The Green Mill in Melbourne changed hands many times until it was finally gutted by a fire and demolished; it is now the grounds of the Melbourne Arts Centre. Despite all its fineries and all its battles Usher’s Metropolitan Hotel couldn’t defeat the march of progress — it ceased serving July 1st 1961, and the Sydney Morning Herald reported the barman as saying that “it was just like any other night except tomorrow we’ll be reporting to another hotel.”
Today the old shell of Usher’s is the Bulgari diamond store opposite from the back entrance to Establishment.
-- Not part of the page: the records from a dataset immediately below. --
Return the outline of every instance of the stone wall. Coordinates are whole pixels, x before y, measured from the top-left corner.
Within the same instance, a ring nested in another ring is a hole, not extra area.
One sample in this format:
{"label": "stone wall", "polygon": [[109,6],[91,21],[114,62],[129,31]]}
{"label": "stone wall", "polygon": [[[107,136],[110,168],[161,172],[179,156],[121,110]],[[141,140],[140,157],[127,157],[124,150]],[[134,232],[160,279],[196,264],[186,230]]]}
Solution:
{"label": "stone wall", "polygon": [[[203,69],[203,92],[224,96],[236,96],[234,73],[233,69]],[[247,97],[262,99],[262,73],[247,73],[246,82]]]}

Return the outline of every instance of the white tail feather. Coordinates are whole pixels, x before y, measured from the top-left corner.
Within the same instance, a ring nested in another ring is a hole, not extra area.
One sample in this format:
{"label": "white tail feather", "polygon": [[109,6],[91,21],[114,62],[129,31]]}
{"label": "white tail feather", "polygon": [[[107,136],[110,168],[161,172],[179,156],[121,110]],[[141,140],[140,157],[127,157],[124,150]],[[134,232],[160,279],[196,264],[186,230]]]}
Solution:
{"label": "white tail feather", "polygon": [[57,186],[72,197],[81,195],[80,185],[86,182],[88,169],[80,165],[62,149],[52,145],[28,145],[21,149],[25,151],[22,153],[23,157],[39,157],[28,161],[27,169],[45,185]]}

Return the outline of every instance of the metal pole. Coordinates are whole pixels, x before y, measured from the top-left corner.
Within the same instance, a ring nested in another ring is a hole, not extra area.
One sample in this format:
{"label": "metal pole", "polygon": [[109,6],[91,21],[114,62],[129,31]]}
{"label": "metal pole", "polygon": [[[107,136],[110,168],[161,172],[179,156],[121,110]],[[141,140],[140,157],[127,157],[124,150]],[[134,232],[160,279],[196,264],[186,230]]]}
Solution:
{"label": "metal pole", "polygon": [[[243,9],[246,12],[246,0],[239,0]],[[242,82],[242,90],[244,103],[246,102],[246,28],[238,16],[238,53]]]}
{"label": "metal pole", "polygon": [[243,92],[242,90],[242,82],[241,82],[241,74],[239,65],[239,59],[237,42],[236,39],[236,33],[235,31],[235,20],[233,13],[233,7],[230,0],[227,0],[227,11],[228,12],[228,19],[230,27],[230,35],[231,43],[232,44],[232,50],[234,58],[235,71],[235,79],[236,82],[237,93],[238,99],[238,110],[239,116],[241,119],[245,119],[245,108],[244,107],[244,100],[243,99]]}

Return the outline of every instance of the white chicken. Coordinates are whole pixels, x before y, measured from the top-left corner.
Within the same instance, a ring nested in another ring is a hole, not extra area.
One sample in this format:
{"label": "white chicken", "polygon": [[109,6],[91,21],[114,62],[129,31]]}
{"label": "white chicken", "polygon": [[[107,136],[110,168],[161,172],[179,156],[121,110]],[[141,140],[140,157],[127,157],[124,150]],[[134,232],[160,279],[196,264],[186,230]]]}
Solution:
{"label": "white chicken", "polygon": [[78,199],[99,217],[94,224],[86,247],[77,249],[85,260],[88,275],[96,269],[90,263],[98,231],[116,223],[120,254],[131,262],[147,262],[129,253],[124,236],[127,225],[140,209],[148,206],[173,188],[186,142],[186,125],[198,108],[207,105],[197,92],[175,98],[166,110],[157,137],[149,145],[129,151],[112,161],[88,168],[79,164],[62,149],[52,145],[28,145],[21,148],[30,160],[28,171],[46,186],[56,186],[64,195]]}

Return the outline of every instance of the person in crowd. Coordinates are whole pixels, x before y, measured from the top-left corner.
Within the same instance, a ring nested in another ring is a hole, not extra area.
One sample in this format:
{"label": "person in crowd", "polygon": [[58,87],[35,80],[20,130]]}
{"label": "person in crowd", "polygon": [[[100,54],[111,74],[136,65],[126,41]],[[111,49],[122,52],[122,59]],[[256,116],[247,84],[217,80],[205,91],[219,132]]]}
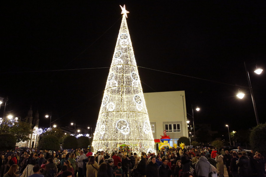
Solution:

Sadly, there’s nothing there except the old bones of the hotel, with the facade long since stripped and lost to time.
T.S. Carlyon Junior didn’t warrant an obituary in the papers himself, but softly faded off into obscurity, leaving behind Australia’s first American/European-inspired cocktail bar and bespoke drinks program. Perhaps he was a man before his time, and if he had been alive 40 years after he would have been a trailblazer in his industry and an icon of Australian bartending. As it stands, for now he is forgotten. Hopefully this article can do something to change that.